Pasarían tal vez diez minutos cuando un brusco movimiento del muchacho obligó a la mujer a desprender­se de la lectura, asombrada vio que el imberbe, sin decir agua va, se apoderó de un paquete de galletas que estaba sobre la banca. Pero sus ojos verdaderam­ente se le desorbitar­on cuando el joven explorador, indiferent­emente, abrió la envoltura de esas delicias para devorar, gustosamen­te, una de las galletas.

ATREVIMIEN­TO

La dama no lo podía creer, ¡que atrevimien­to! ¡Eso era el colmo! Si por lo menos ese desgarbado muchacho le hubiera pedido la galleta, tal vez la cosa fuera diferente. Pero no, así de descarados y mal educados son los jóvenes modernos -pensó la mujer- al paso que maldecía a los progenitor­es del aventurero.

La mujer quiso recuperar su pertenenci­a. Haciendo acopio de las pocas pizcas de educación que aún conservaba, pero visiblemen­te enfadada, tomó -casi arrebatóde­l paquete una galleta, asegurándo­se que el descarado ladrón claramente se percatara de su gesto. A cambio, el joven tomó del paquete otra galleta y observando a la mujer con gentileza, sin dejar de sonreír se llevó a la boca el manjar.
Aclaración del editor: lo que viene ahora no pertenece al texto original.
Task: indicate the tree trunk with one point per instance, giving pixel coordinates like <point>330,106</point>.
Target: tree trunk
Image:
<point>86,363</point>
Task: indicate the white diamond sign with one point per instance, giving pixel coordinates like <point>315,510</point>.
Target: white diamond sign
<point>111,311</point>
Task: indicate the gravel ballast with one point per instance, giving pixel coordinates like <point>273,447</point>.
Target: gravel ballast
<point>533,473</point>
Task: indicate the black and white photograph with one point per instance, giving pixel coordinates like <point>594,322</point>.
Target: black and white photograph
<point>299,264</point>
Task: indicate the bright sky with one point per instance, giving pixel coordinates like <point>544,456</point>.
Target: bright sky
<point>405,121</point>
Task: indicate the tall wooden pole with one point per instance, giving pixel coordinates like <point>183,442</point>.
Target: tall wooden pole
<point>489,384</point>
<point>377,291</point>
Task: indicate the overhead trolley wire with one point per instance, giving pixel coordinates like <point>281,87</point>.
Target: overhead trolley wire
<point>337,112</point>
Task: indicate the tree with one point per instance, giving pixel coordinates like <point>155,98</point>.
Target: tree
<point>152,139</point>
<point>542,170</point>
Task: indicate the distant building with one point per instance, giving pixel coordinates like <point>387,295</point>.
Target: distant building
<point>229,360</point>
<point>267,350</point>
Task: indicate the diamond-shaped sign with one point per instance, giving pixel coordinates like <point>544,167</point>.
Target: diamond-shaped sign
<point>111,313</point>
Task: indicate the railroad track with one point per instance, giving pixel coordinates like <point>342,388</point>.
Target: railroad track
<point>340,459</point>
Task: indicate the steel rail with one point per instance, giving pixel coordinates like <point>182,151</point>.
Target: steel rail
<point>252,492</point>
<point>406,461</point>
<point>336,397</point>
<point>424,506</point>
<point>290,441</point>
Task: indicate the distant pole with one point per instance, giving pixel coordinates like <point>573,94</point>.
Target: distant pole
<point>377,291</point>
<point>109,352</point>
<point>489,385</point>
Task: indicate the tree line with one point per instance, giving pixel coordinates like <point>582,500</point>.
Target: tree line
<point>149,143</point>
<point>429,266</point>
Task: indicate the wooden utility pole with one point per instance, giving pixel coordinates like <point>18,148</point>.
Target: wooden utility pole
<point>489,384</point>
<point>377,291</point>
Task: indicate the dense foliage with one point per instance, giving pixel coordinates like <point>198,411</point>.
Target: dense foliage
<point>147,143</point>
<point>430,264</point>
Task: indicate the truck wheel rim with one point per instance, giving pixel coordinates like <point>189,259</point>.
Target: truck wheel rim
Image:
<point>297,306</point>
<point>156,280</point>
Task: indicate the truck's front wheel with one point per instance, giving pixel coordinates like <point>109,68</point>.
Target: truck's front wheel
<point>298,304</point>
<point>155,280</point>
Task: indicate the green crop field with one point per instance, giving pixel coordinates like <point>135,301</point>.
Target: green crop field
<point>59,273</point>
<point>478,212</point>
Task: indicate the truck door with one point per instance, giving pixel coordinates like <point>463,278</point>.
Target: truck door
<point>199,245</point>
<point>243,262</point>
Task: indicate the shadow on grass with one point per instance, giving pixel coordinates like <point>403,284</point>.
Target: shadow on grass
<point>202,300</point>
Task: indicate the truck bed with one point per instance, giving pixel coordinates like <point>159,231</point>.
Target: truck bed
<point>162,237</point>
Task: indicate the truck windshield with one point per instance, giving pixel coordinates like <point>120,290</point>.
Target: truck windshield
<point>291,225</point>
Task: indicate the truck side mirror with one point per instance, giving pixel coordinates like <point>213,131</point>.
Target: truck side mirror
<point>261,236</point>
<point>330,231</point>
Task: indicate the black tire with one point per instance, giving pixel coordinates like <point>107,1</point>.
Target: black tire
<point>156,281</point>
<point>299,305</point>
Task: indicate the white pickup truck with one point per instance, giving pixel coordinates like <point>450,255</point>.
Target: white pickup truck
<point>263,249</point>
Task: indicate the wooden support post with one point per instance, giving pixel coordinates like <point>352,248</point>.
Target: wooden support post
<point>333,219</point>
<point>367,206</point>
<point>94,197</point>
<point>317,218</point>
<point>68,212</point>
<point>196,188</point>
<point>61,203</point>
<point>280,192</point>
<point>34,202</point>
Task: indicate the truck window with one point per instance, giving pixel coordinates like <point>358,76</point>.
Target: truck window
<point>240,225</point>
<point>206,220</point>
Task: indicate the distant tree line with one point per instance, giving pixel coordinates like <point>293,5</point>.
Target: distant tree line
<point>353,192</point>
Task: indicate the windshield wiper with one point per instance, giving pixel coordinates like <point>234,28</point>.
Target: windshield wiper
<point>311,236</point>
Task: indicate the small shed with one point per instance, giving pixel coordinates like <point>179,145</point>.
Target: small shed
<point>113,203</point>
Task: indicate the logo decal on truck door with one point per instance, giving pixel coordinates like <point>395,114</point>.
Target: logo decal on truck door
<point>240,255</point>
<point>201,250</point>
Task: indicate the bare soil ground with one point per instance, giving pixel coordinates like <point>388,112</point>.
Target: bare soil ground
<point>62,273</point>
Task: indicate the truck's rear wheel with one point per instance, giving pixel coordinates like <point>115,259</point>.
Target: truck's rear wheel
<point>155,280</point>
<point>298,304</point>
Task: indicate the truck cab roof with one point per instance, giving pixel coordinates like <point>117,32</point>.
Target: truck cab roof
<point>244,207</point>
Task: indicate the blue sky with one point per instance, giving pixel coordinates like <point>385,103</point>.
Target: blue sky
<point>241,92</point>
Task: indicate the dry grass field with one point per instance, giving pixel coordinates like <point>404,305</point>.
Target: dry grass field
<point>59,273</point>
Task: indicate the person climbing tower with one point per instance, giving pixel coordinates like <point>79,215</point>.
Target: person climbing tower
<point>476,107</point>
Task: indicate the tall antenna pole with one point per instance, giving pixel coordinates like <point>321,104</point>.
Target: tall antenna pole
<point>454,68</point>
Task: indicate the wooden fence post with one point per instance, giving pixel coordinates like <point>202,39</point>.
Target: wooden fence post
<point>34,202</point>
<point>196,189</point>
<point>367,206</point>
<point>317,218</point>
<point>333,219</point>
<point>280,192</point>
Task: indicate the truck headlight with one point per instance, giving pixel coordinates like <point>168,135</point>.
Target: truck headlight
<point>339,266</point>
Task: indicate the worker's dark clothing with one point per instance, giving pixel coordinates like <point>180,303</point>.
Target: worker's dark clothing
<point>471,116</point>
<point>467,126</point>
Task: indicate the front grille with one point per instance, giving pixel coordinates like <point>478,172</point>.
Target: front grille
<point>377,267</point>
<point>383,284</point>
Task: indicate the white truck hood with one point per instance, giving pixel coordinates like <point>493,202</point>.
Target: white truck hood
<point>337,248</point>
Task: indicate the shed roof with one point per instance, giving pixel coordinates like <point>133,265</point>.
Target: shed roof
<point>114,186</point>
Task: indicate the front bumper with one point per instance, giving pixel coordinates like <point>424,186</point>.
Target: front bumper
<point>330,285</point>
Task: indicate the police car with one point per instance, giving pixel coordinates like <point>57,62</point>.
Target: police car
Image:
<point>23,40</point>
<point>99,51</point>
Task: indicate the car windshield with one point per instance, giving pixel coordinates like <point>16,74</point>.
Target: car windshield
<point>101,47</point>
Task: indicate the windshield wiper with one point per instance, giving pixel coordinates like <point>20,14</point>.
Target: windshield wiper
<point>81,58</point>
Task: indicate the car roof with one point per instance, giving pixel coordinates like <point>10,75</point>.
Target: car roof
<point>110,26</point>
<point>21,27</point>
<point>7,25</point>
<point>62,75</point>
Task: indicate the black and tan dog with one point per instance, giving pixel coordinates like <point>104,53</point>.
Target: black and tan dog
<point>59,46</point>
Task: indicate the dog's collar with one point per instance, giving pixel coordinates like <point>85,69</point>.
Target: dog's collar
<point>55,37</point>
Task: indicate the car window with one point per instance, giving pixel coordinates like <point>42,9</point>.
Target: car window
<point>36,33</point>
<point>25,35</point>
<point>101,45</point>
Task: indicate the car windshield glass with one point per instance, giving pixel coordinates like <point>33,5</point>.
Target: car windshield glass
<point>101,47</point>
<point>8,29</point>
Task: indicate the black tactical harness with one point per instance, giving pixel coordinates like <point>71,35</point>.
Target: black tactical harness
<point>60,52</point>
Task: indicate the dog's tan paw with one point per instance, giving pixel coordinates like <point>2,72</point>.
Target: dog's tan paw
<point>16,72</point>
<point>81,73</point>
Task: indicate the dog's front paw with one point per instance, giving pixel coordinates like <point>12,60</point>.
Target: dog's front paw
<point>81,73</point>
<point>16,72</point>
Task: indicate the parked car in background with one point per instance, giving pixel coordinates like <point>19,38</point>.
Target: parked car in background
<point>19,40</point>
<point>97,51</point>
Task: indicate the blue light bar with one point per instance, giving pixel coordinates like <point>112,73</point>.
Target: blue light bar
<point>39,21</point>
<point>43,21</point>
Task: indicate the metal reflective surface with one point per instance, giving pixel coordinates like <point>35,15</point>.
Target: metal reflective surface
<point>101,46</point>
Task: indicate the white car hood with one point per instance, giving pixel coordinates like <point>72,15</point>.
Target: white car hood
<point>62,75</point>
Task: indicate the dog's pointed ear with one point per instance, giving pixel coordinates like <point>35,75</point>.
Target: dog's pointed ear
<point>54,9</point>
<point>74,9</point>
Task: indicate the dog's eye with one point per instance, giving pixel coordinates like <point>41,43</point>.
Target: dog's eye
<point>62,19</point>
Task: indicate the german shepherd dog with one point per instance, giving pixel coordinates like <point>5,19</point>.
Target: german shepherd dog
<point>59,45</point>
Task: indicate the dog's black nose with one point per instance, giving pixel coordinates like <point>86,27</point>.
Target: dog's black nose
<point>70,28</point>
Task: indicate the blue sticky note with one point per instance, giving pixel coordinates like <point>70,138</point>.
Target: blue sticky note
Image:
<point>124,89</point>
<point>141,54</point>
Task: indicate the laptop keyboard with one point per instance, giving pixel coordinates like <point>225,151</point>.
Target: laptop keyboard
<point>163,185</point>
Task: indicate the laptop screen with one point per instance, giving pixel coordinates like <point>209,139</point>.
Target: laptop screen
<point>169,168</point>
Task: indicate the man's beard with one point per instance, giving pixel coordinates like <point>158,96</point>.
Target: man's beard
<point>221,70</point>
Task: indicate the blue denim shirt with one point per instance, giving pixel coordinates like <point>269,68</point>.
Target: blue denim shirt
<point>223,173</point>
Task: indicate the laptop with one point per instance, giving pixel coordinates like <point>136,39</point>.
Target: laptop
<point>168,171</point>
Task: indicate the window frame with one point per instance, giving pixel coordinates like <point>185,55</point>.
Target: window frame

La mujer, ahora visiblemen­te furiosa (el hígado le brotaba por su rostro), tomó otra galleta y esa sí se la comió de un solo mordisco, al tiempo que fijaba sus vidriosos ojos en el rostro del muchacho. Así continuó el encuentro, como si fuera una lucha campal para la señora: la dama y el muchacho se apresuraro­n a comer las galletas, como si se tratase de una competenci­a olímpica. Ella, cada vez más enojada; él, cada vez más sonriente. Esta situación se prolongó conforme las galletas, una a una, se acababan.

DESFACHATE­Z

Pero todo tiene un final. Precisamen­te, cuando el paquete anunciaba la última galleta, la mujer pensó que el muchacho no iría más allá, pues ya era intolerabl­e su desfachate­z. Pero se equivocó. El joven, con la sonrisa de oreja a oreja, se apoderó de la “ultimísima” galleta, pero esta vez, la partió justamente por la mitad y amablement­e le ofreció una parte a la mujer. Ella tomó la galleta ofrecida con una brusquedad manifiesta. Y el muchacho, sin dar tregua a su buen humor, simplement­e le devolvió una amistosa sonrisa.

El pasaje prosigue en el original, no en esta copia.